San Diego Padres
- Pitcher
- Born: June 29, 1975 (age 51) San Diego, California, U.S.
- Bats: LeftThrows: Left

MiLB debut
- 1993, for the Arizona League Padres

MiLB statistics
- Win–loss record: 18–19
- Earned run average: 4.80
- Strikeouts: 277
- WHIP: 1.489
- Stats at Baseball Reference

Teams
- Arizona League Padres (1993); Springfield Sultans (1994); Rancho Cucamonga Quakes (1995);

= Matt LaChappa =

American baseball player

Matthew John "Matt" LaChappa (born June 29, 1975) is an American baseball pitcher who pitched in the San Diego Padres minor league system. LaChappa is known for being a "Padre for life", having signed a minor league contract with the team for nearly thirty years since suffering a heart attack during a Rancho Cucamonga Quakes game on April 6, 1996. LaChappa currently resides with his family at the Barona Indian Reservation.

== Baseball career ==
LaChappa was a second-round draft choice during the 1993 Major League Baseball draft from El Capitan High School. He began his minor league career with the Arizona League Padres in 1993, moving to Class A Springfield Sultans in 1994, and finally Class A-Advanced Rancho Cucamonga Quakes the following year. He won 11 games for the Quakes.

== "Padre for life" ==
In 1996, while warming up in the bullpen to enter what would have been the first game of his season as a relief pitcher, LaChappa collapsed and suffered a heart attack. The Quakes athletic trainer performed cardiopulmonary resuscitation on LaChappa for 20 minutes until he was taken to a local hospital.

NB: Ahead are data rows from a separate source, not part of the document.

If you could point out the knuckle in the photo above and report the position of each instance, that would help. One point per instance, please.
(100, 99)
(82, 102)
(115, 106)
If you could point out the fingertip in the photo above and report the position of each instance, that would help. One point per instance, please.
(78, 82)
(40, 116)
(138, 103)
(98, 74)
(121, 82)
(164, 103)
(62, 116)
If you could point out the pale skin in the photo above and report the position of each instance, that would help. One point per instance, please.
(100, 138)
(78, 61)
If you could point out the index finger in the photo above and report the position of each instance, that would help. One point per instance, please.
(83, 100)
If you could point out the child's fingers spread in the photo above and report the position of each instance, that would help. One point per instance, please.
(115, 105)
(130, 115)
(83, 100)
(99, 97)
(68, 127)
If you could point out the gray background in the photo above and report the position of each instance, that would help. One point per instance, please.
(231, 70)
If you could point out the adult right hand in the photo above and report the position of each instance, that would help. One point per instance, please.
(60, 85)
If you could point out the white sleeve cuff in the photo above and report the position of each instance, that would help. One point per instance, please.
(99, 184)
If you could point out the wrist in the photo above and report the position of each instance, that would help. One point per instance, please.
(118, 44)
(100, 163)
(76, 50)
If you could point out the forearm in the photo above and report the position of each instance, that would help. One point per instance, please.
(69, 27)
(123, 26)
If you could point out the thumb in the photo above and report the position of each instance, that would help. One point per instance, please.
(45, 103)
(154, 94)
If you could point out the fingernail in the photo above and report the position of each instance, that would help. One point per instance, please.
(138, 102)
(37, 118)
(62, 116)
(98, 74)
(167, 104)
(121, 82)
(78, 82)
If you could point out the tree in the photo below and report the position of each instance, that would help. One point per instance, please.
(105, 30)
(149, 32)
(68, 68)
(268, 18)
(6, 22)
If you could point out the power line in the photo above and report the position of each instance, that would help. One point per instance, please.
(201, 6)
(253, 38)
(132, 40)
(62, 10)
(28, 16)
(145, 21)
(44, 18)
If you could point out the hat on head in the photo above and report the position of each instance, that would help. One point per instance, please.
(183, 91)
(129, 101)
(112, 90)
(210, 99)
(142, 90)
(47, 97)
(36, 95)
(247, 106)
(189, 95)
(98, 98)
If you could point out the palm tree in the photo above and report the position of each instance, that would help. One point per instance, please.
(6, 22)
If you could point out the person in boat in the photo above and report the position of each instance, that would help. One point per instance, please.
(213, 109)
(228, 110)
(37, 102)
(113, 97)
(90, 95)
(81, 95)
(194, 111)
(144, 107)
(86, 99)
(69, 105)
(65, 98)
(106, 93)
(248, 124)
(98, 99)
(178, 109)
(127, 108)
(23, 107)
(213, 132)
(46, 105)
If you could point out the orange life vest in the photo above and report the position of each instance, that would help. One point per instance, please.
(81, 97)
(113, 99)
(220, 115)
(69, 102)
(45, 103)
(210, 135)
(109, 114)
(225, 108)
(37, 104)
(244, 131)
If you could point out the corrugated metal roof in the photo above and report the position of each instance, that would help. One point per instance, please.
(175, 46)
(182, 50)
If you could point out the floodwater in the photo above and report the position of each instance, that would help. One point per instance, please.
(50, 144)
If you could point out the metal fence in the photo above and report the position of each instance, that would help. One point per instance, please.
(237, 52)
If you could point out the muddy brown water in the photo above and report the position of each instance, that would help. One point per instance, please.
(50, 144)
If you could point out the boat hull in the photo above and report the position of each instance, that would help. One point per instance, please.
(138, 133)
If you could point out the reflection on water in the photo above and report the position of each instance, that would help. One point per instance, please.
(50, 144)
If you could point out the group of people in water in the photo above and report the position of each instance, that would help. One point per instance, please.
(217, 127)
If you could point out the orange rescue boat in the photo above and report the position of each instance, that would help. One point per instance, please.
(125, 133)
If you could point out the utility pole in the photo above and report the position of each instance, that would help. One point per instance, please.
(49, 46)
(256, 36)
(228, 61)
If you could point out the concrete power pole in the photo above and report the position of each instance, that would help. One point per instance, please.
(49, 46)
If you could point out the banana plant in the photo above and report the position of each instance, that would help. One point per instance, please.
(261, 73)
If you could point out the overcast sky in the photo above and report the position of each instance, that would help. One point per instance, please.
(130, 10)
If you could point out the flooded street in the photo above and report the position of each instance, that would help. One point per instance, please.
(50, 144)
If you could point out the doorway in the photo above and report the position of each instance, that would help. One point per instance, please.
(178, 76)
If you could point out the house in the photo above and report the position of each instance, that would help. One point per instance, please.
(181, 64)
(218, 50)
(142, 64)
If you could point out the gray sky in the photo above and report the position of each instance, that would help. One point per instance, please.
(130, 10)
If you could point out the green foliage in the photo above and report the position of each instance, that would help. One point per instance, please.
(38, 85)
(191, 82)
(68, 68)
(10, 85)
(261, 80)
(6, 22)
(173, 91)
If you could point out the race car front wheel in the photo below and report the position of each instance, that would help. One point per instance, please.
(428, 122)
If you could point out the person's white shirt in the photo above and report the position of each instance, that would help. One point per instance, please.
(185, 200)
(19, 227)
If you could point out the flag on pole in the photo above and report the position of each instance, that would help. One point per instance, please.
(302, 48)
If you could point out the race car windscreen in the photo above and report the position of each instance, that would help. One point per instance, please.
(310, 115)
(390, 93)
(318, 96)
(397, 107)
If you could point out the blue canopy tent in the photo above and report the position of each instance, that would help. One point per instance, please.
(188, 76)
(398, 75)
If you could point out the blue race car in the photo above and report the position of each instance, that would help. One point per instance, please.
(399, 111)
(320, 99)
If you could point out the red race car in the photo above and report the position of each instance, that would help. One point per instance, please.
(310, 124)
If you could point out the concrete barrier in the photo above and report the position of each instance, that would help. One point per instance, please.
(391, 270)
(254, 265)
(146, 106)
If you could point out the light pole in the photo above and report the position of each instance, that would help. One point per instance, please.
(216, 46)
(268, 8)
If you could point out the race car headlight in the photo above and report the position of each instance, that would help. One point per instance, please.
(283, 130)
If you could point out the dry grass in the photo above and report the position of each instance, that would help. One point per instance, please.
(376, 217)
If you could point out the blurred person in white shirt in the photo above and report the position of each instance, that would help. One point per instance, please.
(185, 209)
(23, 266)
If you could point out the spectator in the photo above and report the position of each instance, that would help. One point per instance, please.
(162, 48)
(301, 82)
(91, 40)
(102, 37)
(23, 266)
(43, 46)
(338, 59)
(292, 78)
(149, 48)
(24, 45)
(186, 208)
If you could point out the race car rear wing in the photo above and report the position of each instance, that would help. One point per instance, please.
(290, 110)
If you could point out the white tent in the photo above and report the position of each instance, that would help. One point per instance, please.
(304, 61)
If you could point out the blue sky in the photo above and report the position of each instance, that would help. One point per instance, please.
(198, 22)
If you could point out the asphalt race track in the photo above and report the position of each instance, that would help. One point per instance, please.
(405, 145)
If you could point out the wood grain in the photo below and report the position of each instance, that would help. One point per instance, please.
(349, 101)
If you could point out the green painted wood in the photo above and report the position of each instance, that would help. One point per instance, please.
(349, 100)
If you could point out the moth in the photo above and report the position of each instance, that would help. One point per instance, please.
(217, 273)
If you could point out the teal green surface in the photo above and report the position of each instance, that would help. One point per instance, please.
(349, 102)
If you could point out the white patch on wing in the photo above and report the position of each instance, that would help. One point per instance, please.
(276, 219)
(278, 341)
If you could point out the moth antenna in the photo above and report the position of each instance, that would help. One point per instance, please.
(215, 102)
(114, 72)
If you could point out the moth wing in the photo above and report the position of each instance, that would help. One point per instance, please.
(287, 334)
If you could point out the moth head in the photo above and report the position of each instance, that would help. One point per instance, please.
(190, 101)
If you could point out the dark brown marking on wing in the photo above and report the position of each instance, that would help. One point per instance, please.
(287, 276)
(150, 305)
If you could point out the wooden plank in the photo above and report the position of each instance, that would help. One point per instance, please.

At the hospital, he suffered a second heart attack. LaChappa survived, but suffered brain damage from the lack of oxygen and has difficulty moving and speaking; he uses a wheelchair. Since the incident, the Padres organization has signed him yearly to a basic minor league contract so that he can maintain his health insurance. The Padres have also named a Little League field after him in Lakeside, California. The Matt LaChappa Athletic Scholarship Foundation was also established to assist high school students to pay for their college education.